If that’s what they need to keep calm, so be it.

‘He didn’t do anything!’ Dora wails. ‘It was me! I did it,’ she says. ‘I killed him.’ She repeats it, seemingly mesmerised by the realisation: ‘I killed him.’

They repeat for her the caution that they have just recited to me.

‘He was coming for me,’ she says. ‘He was angry that I tripped the alarm. He had a gun. Mr Gant tried to help.’

I would have given anything for a pronoun at that moment. ‘Mr Gant’ screams teacher more loudly than a whiteboard and a desk. Police eyes hit me with new disgust.

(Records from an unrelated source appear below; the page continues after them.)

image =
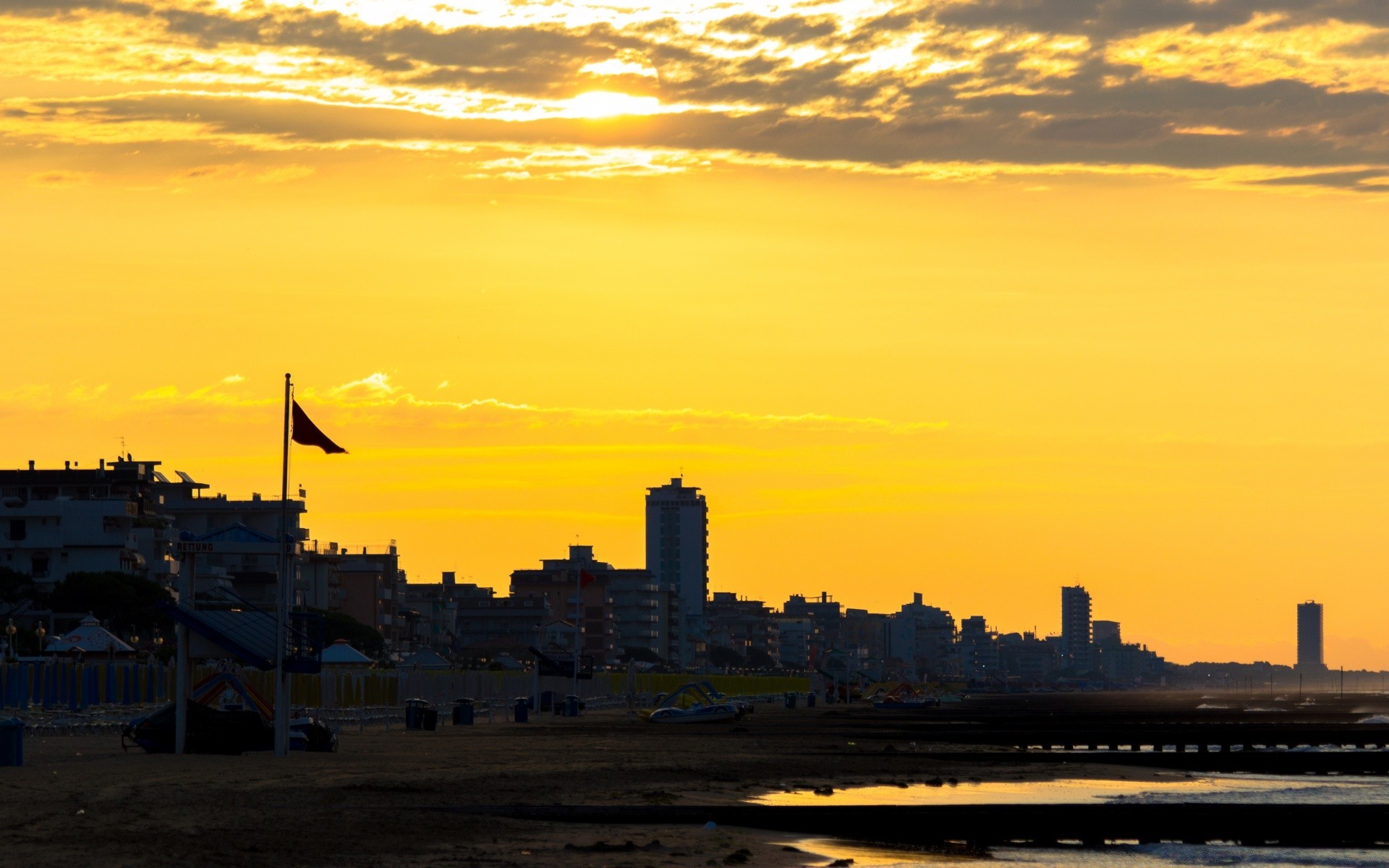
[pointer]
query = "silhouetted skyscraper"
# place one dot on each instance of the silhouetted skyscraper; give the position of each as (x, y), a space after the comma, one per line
(1309, 637)
(677, 553)
(1076, 628)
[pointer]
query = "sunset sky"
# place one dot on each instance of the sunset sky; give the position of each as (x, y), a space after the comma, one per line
(972, 297)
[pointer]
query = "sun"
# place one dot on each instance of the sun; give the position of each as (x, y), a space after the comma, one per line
(610, 104)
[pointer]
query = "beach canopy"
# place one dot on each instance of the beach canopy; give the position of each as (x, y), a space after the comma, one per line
(90, 638)
(341, 653)
(427, 659)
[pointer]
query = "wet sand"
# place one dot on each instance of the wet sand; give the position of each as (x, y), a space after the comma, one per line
(385, 799)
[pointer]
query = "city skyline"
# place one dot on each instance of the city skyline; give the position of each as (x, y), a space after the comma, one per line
(676, 535)
(975, 297)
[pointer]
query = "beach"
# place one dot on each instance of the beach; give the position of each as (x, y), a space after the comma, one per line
(394, 799)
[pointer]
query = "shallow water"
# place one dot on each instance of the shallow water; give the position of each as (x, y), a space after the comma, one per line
(1242, 789)
(1076, 791)
(1135, 856)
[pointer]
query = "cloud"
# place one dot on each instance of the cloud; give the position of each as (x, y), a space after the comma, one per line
(60, 178)
(875, 87)
(375, 396)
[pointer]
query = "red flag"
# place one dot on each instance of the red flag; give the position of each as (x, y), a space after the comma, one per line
(307, 434)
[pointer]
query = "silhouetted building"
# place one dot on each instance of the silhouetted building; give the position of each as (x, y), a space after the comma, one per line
(1076, 629)
(922, 637)
(866, 631)
(800, 642)
(978, 650)
(747, 626)
(486, 625)
(621, 608)
(1025, 658)
(85, 520)
(1105, 634)
(1310, 638)
(677, 555)
(823, 610)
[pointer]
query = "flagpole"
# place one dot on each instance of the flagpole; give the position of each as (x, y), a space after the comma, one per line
(282, 605)
(578, 613)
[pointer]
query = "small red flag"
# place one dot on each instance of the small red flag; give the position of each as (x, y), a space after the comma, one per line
(307, 434)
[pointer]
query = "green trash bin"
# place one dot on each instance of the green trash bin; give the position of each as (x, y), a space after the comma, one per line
(416, 712)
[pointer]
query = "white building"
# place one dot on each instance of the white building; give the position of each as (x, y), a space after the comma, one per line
(677, 555)
(102, 519)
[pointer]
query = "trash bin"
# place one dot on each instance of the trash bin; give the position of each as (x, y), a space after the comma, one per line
(12, 742)
(416, 712)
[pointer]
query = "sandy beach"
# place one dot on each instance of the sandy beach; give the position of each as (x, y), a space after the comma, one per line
(391, 799)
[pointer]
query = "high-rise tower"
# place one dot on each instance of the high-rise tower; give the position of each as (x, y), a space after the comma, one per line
(1076, 628)
(677, 555)
(1309, 637)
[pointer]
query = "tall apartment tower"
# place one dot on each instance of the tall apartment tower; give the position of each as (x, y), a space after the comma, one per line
(677, 555)
(1309, 637)
(1076, 628)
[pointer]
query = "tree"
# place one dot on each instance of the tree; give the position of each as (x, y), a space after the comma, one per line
(16, 588)
(120, 599)
(365, 639)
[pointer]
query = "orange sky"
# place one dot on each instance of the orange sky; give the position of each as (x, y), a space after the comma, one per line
(945, 296)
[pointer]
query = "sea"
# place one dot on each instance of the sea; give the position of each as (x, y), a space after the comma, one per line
(1176, 788)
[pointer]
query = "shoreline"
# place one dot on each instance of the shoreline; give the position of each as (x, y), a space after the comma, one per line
(81, 798)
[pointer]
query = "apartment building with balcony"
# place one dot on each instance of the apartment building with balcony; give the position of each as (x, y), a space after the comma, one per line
(620, 608)
(747, 626)
(99, 519)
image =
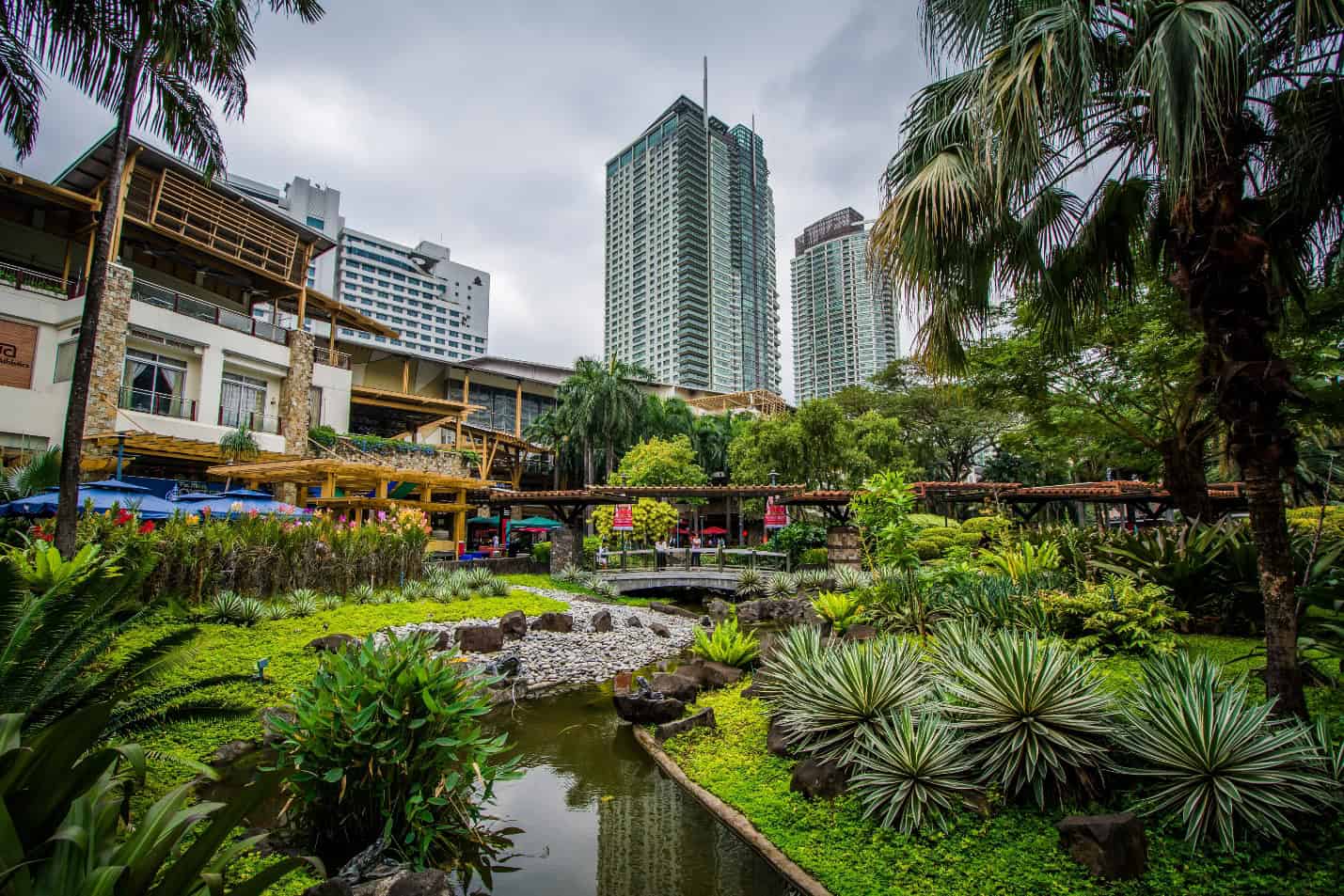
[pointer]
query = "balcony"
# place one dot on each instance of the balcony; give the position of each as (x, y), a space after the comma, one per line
(156, 403)
(254, 420)
(203, 310)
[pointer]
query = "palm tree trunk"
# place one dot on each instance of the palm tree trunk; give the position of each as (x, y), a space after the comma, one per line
(1183, 476)
(1222, 269)
(68, 508)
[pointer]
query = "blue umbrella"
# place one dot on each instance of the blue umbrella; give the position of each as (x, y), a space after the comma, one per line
(235, 503)
(103, 495)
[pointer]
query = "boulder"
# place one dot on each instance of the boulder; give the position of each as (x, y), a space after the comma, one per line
(672, 610)
(480, 638)
(334, 887)
(562, 622)
(774, 739)
(332, 642)
(1112, 846)
(861, 633)
(817, 779)
(676, 685)
(644, 710)
(514, 625)
(704, 719)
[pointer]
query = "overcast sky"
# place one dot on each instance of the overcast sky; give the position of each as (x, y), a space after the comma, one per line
(487, 127)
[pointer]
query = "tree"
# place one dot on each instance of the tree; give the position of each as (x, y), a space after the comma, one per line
(1215, 128)
(146, 61)
(660, 463)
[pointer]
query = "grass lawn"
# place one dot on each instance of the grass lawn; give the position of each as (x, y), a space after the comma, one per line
(1014, 852)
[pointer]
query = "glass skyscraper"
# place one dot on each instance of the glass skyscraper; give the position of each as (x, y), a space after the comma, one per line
(689, 254)
(846, 322)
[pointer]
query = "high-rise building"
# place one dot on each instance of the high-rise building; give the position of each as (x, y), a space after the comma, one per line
(689, 254)
(846, 324)
(439, 307)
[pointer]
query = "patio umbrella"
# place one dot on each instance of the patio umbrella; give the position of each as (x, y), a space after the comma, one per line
(538, 523)
(103, 495)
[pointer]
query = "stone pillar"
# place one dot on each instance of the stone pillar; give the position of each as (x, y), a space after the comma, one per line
(843, 547)
(109, 353)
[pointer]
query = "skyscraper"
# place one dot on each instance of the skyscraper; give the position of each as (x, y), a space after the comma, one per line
(689, 254)
(845, 320)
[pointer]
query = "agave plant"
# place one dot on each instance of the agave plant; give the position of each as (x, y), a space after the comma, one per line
(226, 606)
(751, 583)
(1219, 761)
(909, 774)
(837, 693)
(840, 610)
(1034, 714)
(303, 602)
(849, 579)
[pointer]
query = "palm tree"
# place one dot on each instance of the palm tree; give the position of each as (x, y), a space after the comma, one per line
(1211, 128)
(146, 61)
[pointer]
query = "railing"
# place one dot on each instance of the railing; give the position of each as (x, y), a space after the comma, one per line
(203, 310)
(37, 281)
(156, 403)
(331, 357)
(256, 420)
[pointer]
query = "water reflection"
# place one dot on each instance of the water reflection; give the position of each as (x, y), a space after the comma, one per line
(602, 820)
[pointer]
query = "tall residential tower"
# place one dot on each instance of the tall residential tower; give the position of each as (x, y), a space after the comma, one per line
(845, 319)
(689, 254)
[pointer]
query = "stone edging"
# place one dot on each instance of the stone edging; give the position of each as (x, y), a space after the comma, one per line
(801, 880)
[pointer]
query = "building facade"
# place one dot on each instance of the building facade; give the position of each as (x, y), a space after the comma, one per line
(846, 322)
(689, 275)
(439, 307)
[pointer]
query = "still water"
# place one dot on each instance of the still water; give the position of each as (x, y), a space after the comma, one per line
(602, 820)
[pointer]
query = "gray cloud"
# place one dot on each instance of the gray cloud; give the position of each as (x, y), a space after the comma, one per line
(487, 128)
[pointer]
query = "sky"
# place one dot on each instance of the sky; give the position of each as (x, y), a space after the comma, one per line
(487, 127)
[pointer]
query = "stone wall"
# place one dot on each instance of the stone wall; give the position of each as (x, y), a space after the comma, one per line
(109, 353)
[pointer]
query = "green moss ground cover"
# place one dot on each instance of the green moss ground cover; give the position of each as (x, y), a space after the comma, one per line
(1017, 851)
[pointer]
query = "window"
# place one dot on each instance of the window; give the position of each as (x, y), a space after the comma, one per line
(155, 383)
(65, 362)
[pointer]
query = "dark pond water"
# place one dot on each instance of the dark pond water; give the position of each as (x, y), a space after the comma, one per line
(602, 820)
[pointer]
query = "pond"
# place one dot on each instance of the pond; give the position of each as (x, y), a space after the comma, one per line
(602, 820)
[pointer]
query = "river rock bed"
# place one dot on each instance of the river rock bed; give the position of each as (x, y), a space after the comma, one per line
(553, 660)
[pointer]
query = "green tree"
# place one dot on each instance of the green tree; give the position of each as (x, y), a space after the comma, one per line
(660, 463)
(1215, 128)
(146, 61)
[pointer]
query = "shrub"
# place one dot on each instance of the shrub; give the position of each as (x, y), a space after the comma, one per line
(387, 742)
(814, 558)
(910, 774)
(827, 698)
(1034, 714)
(1219, 761)
(729, 644)
(840, 610)
(1115, 616)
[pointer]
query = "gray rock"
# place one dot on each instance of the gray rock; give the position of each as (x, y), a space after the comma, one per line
(562, 622)
(704, 719)
(514, 625)
(1112, 846)
(480, 638)
(332, 642)
(817, 779)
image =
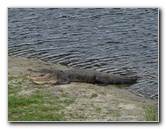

‘Call my father!’ Dora commands. ‘Morris Keene. Call him. Call Chloe.’ She’s sobbing again.

‘Who?’ asks one of the police, the one who’d cuffed me.
God, they look like teenagers.
More sirens round the bend.

Dora pulls herself together, announcing herself imperiously. ‘My name is Dora Keene. Call Major Investigations. Detective Inspector Chloe Frohmann of Major Investigations. She’ll help me.’

If you’re the type to become a policeman, chances are that you don’t appreciate being told what to do, at least not by someone you’ve just cautioned. To my surprise, the man makes a show of the call, and, after some transfers, says ‘Detective Inspector Frohmann, I think you should get out here. We have two bodies, and a teenager who feels in a position to order you from off the menu. Dora Keene.’

The conversation doesn’t continue beyond the giving of the address, so apparently those were magic words.

More flashing lights. Dora and I are escorted out. The door hangs, as if off-track, but it’s more than that: the whole latching apparatus is hanging. A broken chain dangles, its still-closed padlock hanging on like a charm.

If he’s the one who locked her in, why did he have to shoot the lock to get in himself?
I wonder.

What if the dead man isn’t the one who imprisoned Dora? I eye the broken chain.

I think he was using the gun to get her out.